Oui, il y a cette solution de la forme absolue, elle est fréquente, mais on peut aussi bien la critiquer : en allant consulter le TLFi à _rappeler III, D_, partie consacrée à cette forme, il me semble que tous les exemples cités sont assez particuliers - ils sont expressifs, voire nostalgiques - et ne permettent pas une généralisation de cette forme absolue. Dans la réponse de l'élève, j'imagine difficilement de la nostalgie.

À l'opposé, si la forme transitive sonnait si bien dans tous les cas, comment le TLF_i _n'admettrait-il comme pronom en COD que les pronoms neutres ? _Et la belle Henriette, te *la rappelles-tu ? _Si je ne peux me *la rappeler, comment dirais-je que je me rappelle Henriette ?


----------



## Nicomon

danielc said:


> Vous rappelez-vous le film _À bout de souffle _?
> "Tu te le rappelles, ou tu t'en souviens, mais pas tu t'en rappelles."(J-P Belmondo)

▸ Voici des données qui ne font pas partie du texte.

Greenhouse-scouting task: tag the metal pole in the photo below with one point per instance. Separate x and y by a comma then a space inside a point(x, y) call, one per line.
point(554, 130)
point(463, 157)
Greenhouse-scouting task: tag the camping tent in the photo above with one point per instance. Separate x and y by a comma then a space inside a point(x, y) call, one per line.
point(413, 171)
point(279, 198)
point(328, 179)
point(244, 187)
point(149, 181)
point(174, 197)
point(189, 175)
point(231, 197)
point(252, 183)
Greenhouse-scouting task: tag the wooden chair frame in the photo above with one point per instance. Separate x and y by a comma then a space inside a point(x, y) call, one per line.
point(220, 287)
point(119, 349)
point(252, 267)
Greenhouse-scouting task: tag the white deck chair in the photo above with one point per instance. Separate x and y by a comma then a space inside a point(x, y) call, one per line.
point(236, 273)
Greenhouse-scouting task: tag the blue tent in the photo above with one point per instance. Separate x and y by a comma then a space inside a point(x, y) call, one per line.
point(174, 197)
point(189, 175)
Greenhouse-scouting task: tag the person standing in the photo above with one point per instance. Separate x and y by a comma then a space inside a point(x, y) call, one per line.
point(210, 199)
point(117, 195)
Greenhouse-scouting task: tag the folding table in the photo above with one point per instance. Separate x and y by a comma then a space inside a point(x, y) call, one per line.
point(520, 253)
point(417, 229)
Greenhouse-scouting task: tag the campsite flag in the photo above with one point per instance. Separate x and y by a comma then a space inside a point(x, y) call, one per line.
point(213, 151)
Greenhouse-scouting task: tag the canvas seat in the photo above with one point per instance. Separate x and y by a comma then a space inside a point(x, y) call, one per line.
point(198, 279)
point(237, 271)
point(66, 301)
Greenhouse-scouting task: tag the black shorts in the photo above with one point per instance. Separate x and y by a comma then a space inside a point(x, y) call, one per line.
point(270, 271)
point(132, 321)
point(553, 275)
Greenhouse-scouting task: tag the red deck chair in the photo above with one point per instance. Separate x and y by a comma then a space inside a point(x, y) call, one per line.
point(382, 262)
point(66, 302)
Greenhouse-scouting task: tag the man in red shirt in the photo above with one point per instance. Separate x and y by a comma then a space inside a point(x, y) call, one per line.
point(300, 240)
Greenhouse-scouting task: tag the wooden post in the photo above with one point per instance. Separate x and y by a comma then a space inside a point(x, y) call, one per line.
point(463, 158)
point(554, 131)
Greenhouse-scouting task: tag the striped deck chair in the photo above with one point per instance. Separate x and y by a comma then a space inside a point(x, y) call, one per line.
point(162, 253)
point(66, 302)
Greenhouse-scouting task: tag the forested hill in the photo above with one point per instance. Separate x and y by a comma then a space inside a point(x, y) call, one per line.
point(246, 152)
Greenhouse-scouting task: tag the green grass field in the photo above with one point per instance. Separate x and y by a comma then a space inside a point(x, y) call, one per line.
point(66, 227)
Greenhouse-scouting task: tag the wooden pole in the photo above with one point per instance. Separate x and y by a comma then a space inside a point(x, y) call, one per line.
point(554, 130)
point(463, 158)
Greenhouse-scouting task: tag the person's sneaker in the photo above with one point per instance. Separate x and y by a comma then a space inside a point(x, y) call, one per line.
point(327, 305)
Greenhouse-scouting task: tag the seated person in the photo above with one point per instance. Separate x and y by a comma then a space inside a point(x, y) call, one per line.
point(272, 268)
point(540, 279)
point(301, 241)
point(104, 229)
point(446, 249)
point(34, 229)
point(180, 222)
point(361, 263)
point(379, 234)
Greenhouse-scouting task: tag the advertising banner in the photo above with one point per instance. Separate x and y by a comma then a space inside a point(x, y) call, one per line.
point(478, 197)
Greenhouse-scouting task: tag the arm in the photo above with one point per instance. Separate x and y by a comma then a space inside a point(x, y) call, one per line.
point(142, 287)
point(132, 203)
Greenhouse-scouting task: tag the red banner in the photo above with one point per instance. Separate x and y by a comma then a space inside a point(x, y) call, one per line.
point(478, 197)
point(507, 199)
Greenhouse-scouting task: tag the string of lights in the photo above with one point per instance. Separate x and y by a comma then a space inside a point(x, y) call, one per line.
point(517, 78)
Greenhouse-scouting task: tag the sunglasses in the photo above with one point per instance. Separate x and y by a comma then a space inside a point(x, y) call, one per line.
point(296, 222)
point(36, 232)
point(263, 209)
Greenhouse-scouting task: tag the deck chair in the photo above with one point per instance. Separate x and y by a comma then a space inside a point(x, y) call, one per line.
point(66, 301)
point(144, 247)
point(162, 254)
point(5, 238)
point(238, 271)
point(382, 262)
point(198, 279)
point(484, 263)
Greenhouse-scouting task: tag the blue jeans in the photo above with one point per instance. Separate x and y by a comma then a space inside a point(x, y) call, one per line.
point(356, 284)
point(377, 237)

 Non, je ne me souviens pas de ce film. 

@ Oddmania :  J'aurais compris  _souviens-t'en... _mais j'ai en effet tendance à dire_ souviens-toi*-z-*en. _
Pour ne pas supprimer l'objet, il y aurait : _ Souviens-toi de ça_.  Ou bien :  _Tâche de t'en souvenir. _

_Élève Nico, vous rappelez-vous l'année de la création du Cid?
Non madame. J'ai bien peur de l'avoir oublié(e). / Si je l'ai déjà su(e), je ne l'ai pas retenu(e)._
Avec les (e) =  accord avec année_  /  _Sans les (e) = cela
Pourquoi répéter le même verbe que le prof?  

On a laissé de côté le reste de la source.